While active learning is widely studied in classification tasks [Kovashka et al., 2016, Settles, 2009]

, it has received much less attending in the domain of deep object detection. In this work, nosotros propose methods that tin be used with whatsoever object detector that predicts a class probability distribution per object proposal. Scores from individual detections are aggregated into a score for the whole image (see

Fig. one). All methods rely on the intuition that model uncertainty and valuable samples are likely to co-occur [Settles, 2009]. Furthermore, we evidence how the counterbalanced pick of new samples can amend the resulting functioning of an incrementally learned system.

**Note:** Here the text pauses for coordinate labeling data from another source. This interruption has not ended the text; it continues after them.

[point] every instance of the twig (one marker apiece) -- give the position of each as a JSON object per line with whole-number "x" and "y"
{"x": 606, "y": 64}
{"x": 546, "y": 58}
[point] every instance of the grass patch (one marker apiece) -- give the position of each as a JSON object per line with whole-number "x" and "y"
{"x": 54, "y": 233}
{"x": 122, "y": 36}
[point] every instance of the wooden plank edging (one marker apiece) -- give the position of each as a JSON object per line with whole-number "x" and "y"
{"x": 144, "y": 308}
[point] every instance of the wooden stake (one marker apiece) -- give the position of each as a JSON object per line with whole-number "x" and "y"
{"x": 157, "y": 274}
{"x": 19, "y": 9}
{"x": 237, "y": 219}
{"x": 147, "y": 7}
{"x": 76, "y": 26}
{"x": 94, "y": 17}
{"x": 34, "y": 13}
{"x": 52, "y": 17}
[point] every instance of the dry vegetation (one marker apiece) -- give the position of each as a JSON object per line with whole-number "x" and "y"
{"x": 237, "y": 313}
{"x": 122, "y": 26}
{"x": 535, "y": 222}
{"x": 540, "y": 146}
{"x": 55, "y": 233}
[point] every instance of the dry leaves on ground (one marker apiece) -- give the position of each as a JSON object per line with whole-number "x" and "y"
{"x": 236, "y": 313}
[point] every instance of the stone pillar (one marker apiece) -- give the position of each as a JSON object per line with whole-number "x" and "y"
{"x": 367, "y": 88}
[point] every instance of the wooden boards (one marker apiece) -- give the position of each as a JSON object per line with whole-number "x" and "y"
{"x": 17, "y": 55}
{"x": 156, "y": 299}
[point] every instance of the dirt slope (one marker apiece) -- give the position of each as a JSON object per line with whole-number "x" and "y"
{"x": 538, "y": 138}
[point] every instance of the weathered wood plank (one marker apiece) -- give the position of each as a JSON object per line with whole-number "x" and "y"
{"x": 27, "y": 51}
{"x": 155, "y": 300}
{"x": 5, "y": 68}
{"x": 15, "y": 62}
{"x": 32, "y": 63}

In continuous exploration application scenarios, east.g., in camera streams, new data becomes available over fourth dimension or the distribution underlying the problem changes itself. We simulate such an environment using splits of the PASCAL VOC 2012 [Everingham et al., 2010] dataset. With our proposed framework, a deep object detection system can exist trained in an incremental manner while the proposed aggregation schemes enable selection of valuable data for notation. In result, a deep object detector can explore unknown data and arrange itself involving minimal human supervision. This combination results in a complete arrangement enabling continuously irresolute scenarios.

one.1 Related Piece of work

Object Detection using CNNs

An important contribution to object detection based on deep learning is R-CNN [Girshick et al., 2014]. It delivers a considerable improvement over previously published sliding window-based approaches. R-CNN employs selective search [Uijlings et al., 2013]

, an unsupervised method to generate region proposals. A pre-trained CNN performs feature extraction. Linear SVMs (one per form) are used to score the extracted features and a threshold is applied to filter the large number of proposed regions. Fast R-CNN

[Girshick, 2015] and Faster R-CNN[Ren et al., 2015] offer farther improvements in speed and accuracy. Afterward on, R-CNN is combined with feature pyramids to enable efficient multi-scale detections [Lin et al., 2017]. YOLO [Redmon et al., 2016] is a more recent deep learning-based object detector. Instead of using a CNN as a black box characteristic extractor, it is trained in an endtoend style. All detections are inferred in a single laissez passer (hence the name "Yous Only Await Once") while detection and classification are capable of independent functioning. YOLOv2 [Redmon and Farhadi, 2017] and YOLOv3 [Redmon and Farhadi, 2018] meliorate upon the original YOLO in several aspects. These include among others different network architectures, unlike priors for bounding boxes and because multiple scales during grooming and detection. SSD [Liu et al., 2016] is a single-pass approach comparable to YOLO introducing improvements like assumptions near the aspect ratio distribution of bounding boxes likewise equally predictions on dissimilar scales. Every bit a result of a series of improvements, it is both faster and more accurate than the original YOLO. DSSD [Fu et al., 2017] further improves upon SSD in focusing more than on context with the help of deconvolutional layers.

Agile Learning for Object Detection

The authors of [Abramson and Freund, 2006]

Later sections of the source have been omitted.